Bloedcellen
Bloedcellen vorm samen met het bloedplasma het bloed. Er zijn drie typen bloedcellen: rode bloedcellen, witte bloedcellen en bloedplaatjes.
|
Bloedplasma
Bloedplasma vormt samen met bloedcellen het bloed en bestaat uit water met plasma-eiwitten en een aantal opgeloste stoffen.
|
Rode bloedcellen
Rode bloedlichaampjes, die hemoglobine bevatten en een functie hebben bij het vervoeren van zuurstof in het bloed.
|
Witte bloedcellen
Kleurloze bloedcellen met kern. Ze spelen een belangrijke rol in het afweersysteem.
|
Bloedplaatjes
Bloedplaatjes zijn stukjes van cellen. Ze zorgen voor het ontstaan van stolsel als ze beschadigd worden. Zo kan er uiteindelijk een korst worden gevormd.
|
Bloedsomloop
Het stromen van bloed door aders, slagaders en haarvaten door het lichaam heen.
|
Bloedtransfusie
Bloed van een donor dat wordt gegeven aan iemand die bloedarmoede heeft of een probleem heeft met de aanmaak van bloed.
|
Bloedgroep
Het onderverdelen van bloed in verschillende groepen. Dit is afhankelijk van de antigenen die op de rode bloedcellen zitten.
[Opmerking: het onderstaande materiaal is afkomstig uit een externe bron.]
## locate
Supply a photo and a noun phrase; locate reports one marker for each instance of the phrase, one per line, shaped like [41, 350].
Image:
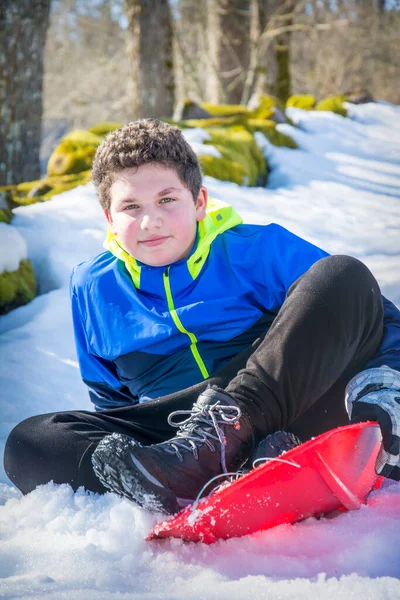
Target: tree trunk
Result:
[229, 49]
[23, 27]
[273, 70]
[150, 49]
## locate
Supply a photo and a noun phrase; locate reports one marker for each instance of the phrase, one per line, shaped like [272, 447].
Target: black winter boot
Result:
[215, 438]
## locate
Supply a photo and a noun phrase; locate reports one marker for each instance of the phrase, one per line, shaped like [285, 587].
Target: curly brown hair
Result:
[139, 143]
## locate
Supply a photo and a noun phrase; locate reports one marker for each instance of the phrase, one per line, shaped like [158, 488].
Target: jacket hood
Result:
[220, 217]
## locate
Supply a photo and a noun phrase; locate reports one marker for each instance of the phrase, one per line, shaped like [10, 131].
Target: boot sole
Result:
[113, 465]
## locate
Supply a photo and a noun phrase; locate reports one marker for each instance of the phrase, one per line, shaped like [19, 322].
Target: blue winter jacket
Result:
[143, 332]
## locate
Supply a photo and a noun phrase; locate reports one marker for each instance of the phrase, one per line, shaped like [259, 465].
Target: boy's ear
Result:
[201, 204]
[110, 221]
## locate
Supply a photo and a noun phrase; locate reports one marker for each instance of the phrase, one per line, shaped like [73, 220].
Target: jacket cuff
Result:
[371, 380]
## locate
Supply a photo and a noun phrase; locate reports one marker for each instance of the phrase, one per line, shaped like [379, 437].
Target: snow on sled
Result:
[333, 471]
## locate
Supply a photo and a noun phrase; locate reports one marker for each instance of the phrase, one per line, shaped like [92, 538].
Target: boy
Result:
[242, 329]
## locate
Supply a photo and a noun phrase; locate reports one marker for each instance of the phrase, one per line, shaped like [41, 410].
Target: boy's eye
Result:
[129, 206]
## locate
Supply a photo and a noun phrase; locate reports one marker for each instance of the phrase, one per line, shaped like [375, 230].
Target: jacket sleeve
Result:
[293, 257]
[389, 350]
[105, 389]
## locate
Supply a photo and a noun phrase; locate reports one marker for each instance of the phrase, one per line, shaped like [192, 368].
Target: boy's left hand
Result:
[374, 395]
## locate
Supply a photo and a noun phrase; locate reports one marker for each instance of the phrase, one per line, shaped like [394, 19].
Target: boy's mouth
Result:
[154, 241]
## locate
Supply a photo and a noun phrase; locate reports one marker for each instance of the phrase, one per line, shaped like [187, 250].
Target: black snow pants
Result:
[293, 378]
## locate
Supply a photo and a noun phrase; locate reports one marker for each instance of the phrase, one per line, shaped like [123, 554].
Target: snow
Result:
[341, 191]
[12, 248]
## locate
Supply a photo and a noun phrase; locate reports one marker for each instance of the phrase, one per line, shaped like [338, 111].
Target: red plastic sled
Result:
[333, 471]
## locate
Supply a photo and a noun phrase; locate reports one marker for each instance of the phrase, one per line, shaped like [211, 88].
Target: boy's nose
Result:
[149, 221]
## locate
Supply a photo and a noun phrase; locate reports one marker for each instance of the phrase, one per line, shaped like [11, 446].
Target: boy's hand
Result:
[374, 395]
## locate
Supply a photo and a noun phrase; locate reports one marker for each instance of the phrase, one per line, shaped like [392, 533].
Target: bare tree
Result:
[23, 27]
[229, 49]
[150, 49]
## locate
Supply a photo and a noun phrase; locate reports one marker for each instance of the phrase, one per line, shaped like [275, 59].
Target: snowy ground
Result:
[341, 191]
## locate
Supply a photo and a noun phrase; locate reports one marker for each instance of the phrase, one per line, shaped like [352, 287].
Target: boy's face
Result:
[154, 215]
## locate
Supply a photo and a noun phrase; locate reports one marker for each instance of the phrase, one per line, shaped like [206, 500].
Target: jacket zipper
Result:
[180, 327]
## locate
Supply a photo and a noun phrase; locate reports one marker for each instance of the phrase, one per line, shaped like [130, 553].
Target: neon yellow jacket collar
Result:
[219, 218]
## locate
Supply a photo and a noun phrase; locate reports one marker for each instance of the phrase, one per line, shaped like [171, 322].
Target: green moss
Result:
[266, 107]
[333, 104]
[268, 128]
[41, 190]
[17, 287]
[74, 153]
[102, 129]
[239, 145]
[213, 122]
[304, 101]
[223, 169]
[225, 110]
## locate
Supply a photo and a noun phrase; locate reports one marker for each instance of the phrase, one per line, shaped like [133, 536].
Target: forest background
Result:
[68, 64]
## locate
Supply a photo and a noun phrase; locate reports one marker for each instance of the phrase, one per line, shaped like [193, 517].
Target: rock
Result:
[360, 97]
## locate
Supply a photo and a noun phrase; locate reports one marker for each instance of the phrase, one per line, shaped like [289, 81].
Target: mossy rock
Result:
[102, 129]
[238, 145]
[223, 169]
[333, 104]
[225, 110]
[17, 287]
[74, 154]
[304, 101]
[266, 105]
[268, 128]
[41, 190]
[188, 109]
[215, 122]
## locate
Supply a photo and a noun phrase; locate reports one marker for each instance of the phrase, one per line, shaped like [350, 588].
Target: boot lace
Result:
[203, 426]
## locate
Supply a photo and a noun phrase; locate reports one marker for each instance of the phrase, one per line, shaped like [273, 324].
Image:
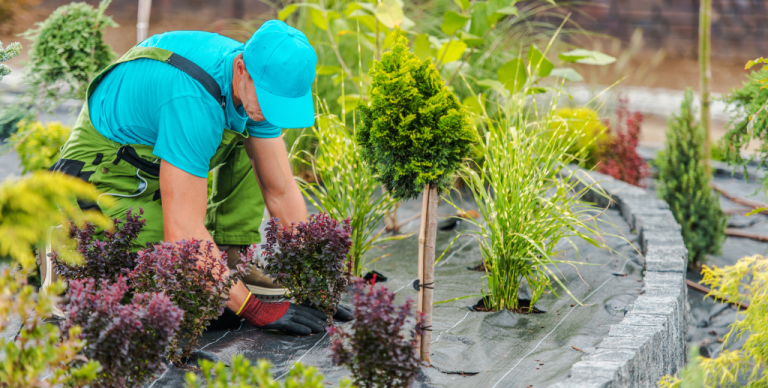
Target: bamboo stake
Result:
[741, 201]
[422, 240]
[142, 26]
[705, 71]
[429, 270]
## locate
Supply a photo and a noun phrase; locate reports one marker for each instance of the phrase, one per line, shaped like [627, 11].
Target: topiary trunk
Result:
[684, 184]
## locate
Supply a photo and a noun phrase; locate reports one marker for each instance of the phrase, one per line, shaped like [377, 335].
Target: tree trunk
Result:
[142, 25]
[427, 238]
[705, 71]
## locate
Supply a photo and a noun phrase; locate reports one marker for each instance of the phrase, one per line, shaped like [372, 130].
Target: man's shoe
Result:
[259, 283]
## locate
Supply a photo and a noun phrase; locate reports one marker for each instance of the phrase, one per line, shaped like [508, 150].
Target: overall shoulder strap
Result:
[190, 68]
[198, 74]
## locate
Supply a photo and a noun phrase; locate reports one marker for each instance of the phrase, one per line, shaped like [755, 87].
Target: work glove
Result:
[284, 316]
[343, 313]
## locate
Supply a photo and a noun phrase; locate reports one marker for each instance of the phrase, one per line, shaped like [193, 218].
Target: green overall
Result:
[129, 173]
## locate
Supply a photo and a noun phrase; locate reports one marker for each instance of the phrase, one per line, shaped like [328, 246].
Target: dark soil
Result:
[524, 307]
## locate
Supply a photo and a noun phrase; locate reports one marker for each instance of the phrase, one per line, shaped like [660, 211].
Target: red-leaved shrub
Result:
[617, 153]
[311, 259]
[193, 278]
[105, 259]
[129, 340]
[380, 350]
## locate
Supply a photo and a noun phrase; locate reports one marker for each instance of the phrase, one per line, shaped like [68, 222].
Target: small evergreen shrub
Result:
[310, 259]
[39, 144]
[617, 153]
[414, 131]
[379, 350]
[684, 185]
[6, 54]
[585, 123]
[104, 259]
[243, 375]
[129, 340]
[68, 50]
[193, 278]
Bloedgroepen zijn erfelijk. Er zijn vier soorten bloedgroepen: A, B, O en AB.
|
Antistoffen
De afweerstoffen die je lichaam aanmaakt als het in contact komt met lichaamsvreemde stoffen.
|
Resusfactor
Een antigen op een bloedgroep. Is dit antigen aanwezig, dan krijgt de bloedgroep een + . Ontbreekt dit antigen dan krijgt de bloedgroep een -.